CIE AS/A Level Chemistry 28.5 Stability constants, $K_{\text {stab }}$ Study Notes- 2025-2027 Syllabus
CIE AS/A Level Chemistry 28.5 Stability constants, $K_{\text {stab }}$ Study Notes – New Syllabus
CIE AS/A Level Chemistry 28.5 Stability constants, $K_{\text {stab }}$ Study Notes at IITian Academy focus on specific topic and type of questions asked in actual exam. Study Notes focus on AS/A Level Chemistry latest syllabus with Candidates should be able to:
define the stability constant, Kstab, of a complex as the equilibrium constant for the formation of the complex ion in a solvent (from its constituent ions or molecules)
write an expression for a Kstab of a complex ([H₂O] should not be included)
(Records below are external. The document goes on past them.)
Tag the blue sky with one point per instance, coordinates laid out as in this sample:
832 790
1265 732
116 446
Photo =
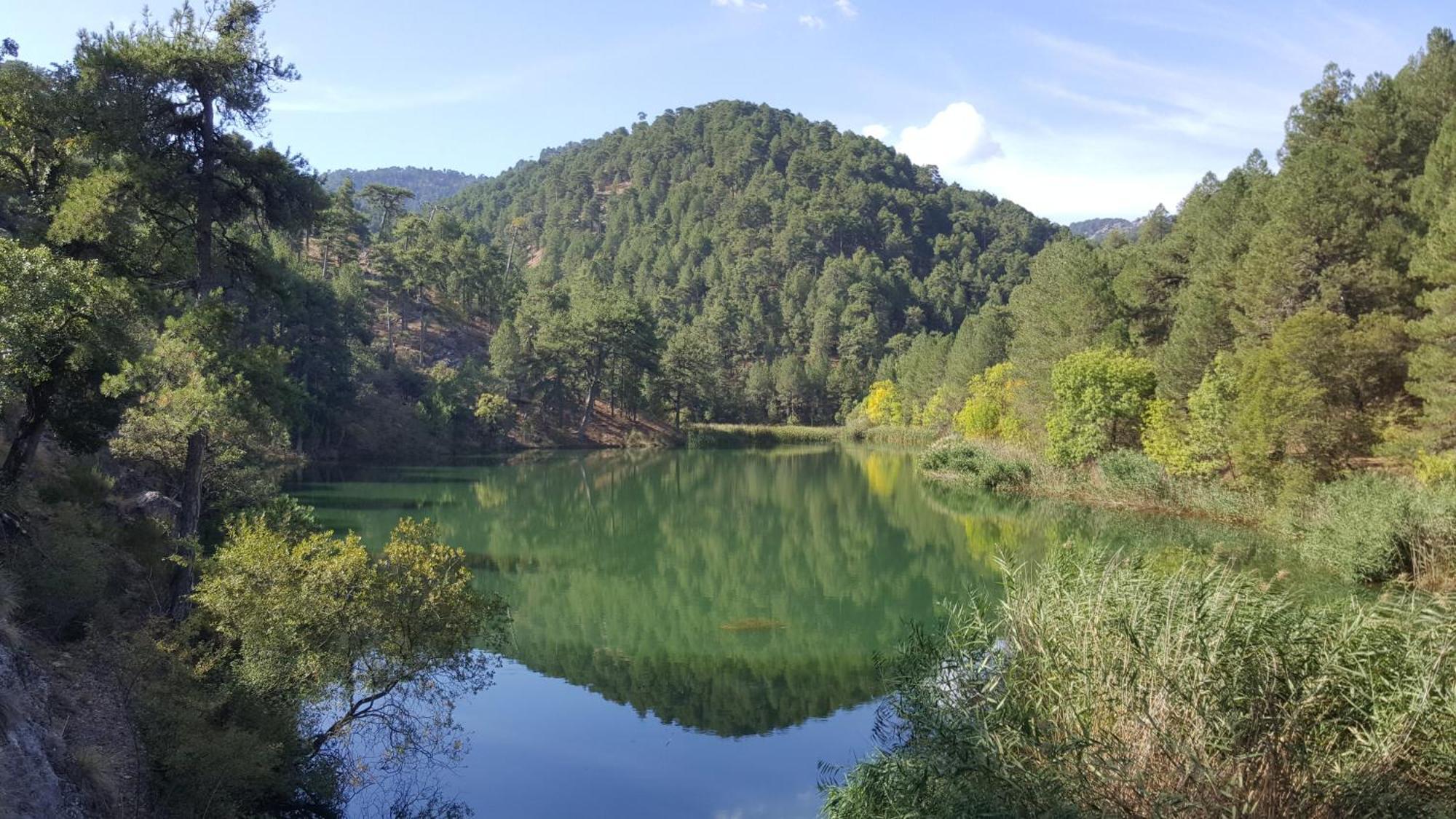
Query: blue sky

use Kstab expressions to perform calculations
describe and explain ligand exchanges in terms of Kstab values and understand that a large Kstab is due to the formation of a stable complex ion
Stability Constant, \( \mathrm{K_{stab}} \)
The stability constant, \( \mathrm{K_{stab}} \), of a complex is the equilibrium constant for the formation of the complex ion in a solvent from its constituent ions or molecules.
General Expression
For the formation of a complex:
\( \mathrm{M^{n+} + xL \rightleftharpoons [ML_x]^{n+}} \)
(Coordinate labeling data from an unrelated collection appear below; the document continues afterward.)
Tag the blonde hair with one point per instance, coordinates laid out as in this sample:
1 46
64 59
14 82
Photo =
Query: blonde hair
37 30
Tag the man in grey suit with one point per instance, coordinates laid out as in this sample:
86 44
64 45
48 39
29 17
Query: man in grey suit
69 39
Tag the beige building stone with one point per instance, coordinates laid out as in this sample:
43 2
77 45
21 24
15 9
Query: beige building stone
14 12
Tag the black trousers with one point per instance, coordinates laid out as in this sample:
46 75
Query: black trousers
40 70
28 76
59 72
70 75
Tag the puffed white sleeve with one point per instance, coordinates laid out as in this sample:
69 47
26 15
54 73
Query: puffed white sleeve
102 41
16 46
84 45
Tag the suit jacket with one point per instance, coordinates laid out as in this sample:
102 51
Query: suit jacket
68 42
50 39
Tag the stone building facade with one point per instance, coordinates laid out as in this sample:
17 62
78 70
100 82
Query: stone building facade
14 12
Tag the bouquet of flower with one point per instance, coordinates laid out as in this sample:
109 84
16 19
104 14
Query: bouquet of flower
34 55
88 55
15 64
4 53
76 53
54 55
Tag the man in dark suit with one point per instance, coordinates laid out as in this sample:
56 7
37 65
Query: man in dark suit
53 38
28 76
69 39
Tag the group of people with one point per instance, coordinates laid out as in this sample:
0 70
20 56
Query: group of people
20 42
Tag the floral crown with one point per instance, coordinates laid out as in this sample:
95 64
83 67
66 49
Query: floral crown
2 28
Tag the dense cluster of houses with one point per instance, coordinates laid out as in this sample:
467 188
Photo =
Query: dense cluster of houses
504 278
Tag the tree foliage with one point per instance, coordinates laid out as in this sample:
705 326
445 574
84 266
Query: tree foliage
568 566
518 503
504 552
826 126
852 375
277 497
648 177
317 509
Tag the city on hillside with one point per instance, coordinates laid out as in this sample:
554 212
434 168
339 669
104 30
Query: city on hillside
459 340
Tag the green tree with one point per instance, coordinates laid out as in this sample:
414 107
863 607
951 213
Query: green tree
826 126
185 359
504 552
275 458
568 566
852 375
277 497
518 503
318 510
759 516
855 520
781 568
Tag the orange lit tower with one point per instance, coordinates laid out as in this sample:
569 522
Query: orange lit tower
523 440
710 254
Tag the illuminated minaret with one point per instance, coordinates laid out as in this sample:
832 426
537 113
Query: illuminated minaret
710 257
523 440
The stability constant is given by:
\( \mathrm{K_{stab} = \dfrac{[ML_x]^{n+}}{[M^{n+}][L]^x}} \)
A large value of \( \mathrm{K_{stab}} \) indicates that the complex ion is very stable in solution.
Meaning of \( \mathrm{K_{stab}} \)
- Shows the tendency of a metal ion to form a complex
- Allows comparison of stabilities of different complexes
- Larger \( \mathrm{K_{stab}} \) → more stable complex
Example
For the formation of the hexaamminecopper(II) complex:
\( \mathrm{Cu^{2+} + 4NH_3 \rightleftharpoons [Cu(NH_3)_4(H_2O)_2]^{2+}} \)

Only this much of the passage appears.